Long-acting injectable (LAI) antipsychotics are highly effective tools for managing serious mental illness, yet their clinical utility is often compromised by logistical and pharmacological complexities. This review serves as a practical guide to optimizing LAI therapy by addressing common clinical hurdles. Maintaining a consistent injection schedule is essential to successful treatment. To improve adherence, clinicians should implement proactive reminder systems—such as phone calls or text messages—and involve family or caregivers in the care plan. When injections are delayed, management strategies must be tailored to the specific medication and the length of the “dosing window”. For example, aripiprazole monohydrate (Abilify Maintena) allows a ±7 day window, whereas paliperidone palmitate (Invega Sustenna) provides a +14 day window. If these windows are exceeded, catch-up protocols may involve administering the next dose as soon as possible, utilizing supplemental oral antipsychotics for a bridge period (e.g., 14 days for aripiprazole or 21 days for risperidone), or restarting initiation loading regimens entirely. Clinically significant drug interactions, such as the reduction of aripiprazole or risperidone levels by carbamazepine, can lead to symptom breakthrough. Conversely, CYP450 inhibitors like fluvoxamine or fluoxetine may increase antipsychotic concentrations, necessitating dose reductions. Adverse effects, including drug-induced Parkinsonism and akathisia, should be managed by reducing the LAI dose or switching to agents with lower risk profiles, such as aripiprazole-based products. For akathisia, short-term adjunctive treatments like vitamin B6 or mirtazapine may be utilized until dose adjustments reach steady state. Patient-centered care requires a collaborative approach to substance use, which can exacerbate symptoms or interfere with LAI effectiveness. Clinicians must also engage in nonjudgmental discussions when patients request a return to oral therapy, carefully considering the pharmacokinetic properties of the LAI to time the transition safely. Ultimately, a proactive management plan that addresses these clinical variables is essential for reducing relapse risk and improving long-term quality of life.

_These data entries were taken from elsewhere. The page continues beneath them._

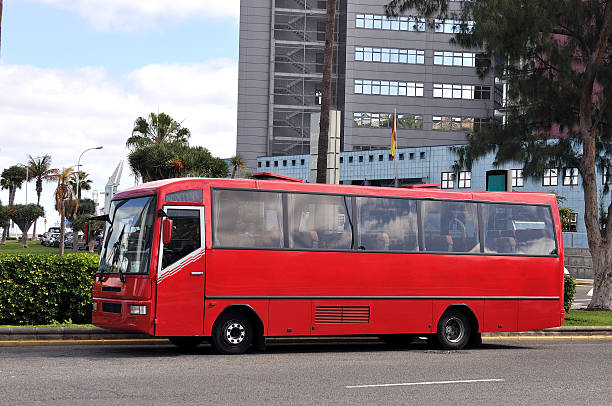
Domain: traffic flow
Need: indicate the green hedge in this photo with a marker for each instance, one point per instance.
(40, 289)
(569, 286)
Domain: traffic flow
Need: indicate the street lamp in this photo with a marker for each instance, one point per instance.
(79, 167)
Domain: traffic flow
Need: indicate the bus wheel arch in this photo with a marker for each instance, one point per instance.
(236, 328)
(458, 327)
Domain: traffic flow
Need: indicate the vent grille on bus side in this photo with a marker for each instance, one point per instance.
(342, 314)
(108, 307)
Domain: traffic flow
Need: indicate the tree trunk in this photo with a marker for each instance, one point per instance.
(38, 203)
(328, 60)
(62, 228)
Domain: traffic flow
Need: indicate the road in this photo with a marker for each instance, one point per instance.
(525, 372)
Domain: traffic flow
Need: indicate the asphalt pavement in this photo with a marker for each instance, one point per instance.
(539, 372)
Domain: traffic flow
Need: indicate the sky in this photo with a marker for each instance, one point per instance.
(75, 74)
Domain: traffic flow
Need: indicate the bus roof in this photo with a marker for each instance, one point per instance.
(172, 185)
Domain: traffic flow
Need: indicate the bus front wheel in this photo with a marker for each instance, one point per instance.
(453, 330)
(232, 333)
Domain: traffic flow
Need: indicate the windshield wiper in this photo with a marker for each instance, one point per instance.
(116, 252)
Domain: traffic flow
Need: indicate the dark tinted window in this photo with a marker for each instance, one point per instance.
(319, 221)
(247, 219)
(186, 235)
(387, 224)
(450, 226)
(518, 229)
(192, 196)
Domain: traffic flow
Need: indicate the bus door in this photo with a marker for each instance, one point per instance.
(180, 275)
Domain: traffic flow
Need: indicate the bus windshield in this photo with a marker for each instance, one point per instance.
(128, 243)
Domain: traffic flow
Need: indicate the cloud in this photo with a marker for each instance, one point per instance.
(61, 112)
(130, 15)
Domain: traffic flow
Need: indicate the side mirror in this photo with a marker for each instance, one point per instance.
(166, 231)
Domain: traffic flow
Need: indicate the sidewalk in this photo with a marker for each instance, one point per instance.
(96, 334)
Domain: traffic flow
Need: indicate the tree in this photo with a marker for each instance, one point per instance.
(328, 61)
(555, 58)
(238, 163)
(24, 215)
(157, 129)
(84, 183)
(39, 169)
(175, 160)
(64, 200)
(12, 179)
(85, 209)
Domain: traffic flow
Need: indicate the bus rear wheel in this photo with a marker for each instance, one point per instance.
(232, 333)
(454, 330)
(186, 343)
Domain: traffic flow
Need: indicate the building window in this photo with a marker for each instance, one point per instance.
(465, 180)
(448, 180)
(482, 92)
(388, 88)
(389, 55)
(382, 22)
(569, 221)
(550, 177)
(570, 176)
(452, 26)
(451, 91)
(517, 178)
(449, 58)
(445, 123)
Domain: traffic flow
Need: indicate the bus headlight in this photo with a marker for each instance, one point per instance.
(138, 309)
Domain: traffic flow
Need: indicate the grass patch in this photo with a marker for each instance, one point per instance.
(34, 248)
(588, 318)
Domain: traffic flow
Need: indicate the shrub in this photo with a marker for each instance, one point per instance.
(41, 289)
(569, 288)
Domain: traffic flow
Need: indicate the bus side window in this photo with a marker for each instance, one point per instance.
(450, 226)
(319, 221)
(247, 219)
(186, 236)
(387, 224)
(518, 229)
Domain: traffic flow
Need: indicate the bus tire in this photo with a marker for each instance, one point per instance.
(454, 330)
(186, 343)
(232, 333)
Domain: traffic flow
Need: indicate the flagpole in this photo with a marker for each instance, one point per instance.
(396, 182)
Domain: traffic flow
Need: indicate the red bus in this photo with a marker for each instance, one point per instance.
(238, 260)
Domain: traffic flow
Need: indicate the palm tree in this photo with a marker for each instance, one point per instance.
(40, 169)
(238, 163)
(84, 183)
(12, 179)
(157, 129)
(64, 199)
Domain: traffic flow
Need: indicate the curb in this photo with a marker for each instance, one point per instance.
(80, 335)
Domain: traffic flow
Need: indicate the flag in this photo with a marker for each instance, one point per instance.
(393, 135)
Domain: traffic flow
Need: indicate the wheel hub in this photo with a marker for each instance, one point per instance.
(234, 333)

Long-acting injectable antipsychotics (LAIs) can lead to improved outcomes for people with schizophrenia, schizoaffective disorder, and bipolar disorder, as they guarantee medication delivery during the injection interval. Contemporary guidance on the use of LAIs includes considering not only patients with poor or uncertain adherence but also patients who would prefer monthly administration (or longer) of their maintenance medication, including those in their first episode of illness. This narrative review discusses the incorporation of LAIs in treatment planning across different settings: acute inpatient units, community mental health outpatient clinics, and jails. Implementing this treatment modality requires the recognition of eligible patients, providing information to patients and their families about the benefits and drawbacks of LAIs, and educating all members of the treatment team.